Il grimaça, sa main tenant fermement le haut de sa jambe pour limiter l'écoulement de sang en attendant de trouver un soigneur. Son regard de la couleur d'un ciel d'été balaya l'étendue dévastée sans réussir à trouver celui qu'il cherchait. Son ventre se noua mais il n'abandonna pas sa recherche, il avait besoin de le voir. Felix se faufila comme il le pouvait entre les soldats qui s'amassaient en attendant l'ordre qui les ramènerait chez eux et le jeune homme se mordilla la lèvre inférieure. Changbin était l'un des commandants des troupes, il avait été sur le champ de bataille pour les guider alors il ne devait pas se trouver bien loin.

Felix repéra finalement l'imposant rocher qui leur servait de repère et il accéléra le rythme, quitte à empirer son état. Il avait besoin de sentir les bras de son compagnon autour de lui et qu'ils puissent retourner à leur maison pour y passer quelques jours tranquilles. Il en fit rapidement le tour et se figea, son cœur se figeant de dépit. Changbin n'était pas là à l'attendre. Le soldat se laissa tomber sur le sol poussiéreux en poussant un grognement de douleur. Il allait attendre, après tout il s'était dépêché de venir alors peut-être que son petit-ami n'était pas encore arrivé ou qu'il avait été arrêté par l'une des recrues en cours de route.
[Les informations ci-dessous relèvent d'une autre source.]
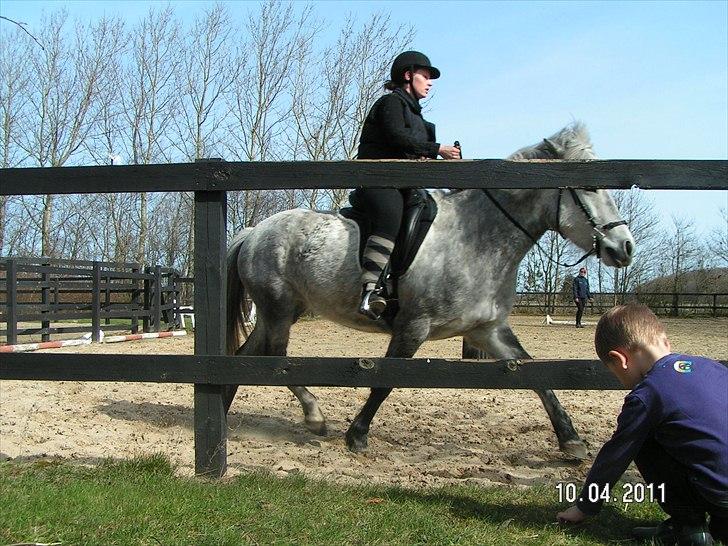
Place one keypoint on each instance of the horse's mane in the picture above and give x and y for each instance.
(571, 140)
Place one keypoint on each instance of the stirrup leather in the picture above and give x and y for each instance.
(372, 304)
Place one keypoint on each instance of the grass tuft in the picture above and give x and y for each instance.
(140, 501)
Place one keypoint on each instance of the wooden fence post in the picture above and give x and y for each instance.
(11, 287)
(96, 303)
(45, 293)
(146, 319)
(107, 297)
(135, 300)
(210, 286)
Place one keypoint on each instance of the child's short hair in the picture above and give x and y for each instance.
(629, 326)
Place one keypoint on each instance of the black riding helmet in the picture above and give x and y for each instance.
(410, 60)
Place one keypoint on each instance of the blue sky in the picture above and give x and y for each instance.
(650, 79)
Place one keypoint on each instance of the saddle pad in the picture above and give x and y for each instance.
(419, 213)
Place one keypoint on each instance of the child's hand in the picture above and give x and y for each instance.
(571, 515)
Il déchira un bout du tissu sous son armure et s'en servit pour bander sa cuisse, cela ferait l'affaire en attendant de trouver mieux. Agacé par sa chevelure indisciplinée, il déchira une autre bande dont il se servit pour nouer les mèches dans son dos. Ses yeux se portèrent sur le ciel, les teintes rouges et ocres créèrent des ombres dans le regard de Felix. Il avait l'impression que le sang de la guerre avait souillé le ciel de son horreur.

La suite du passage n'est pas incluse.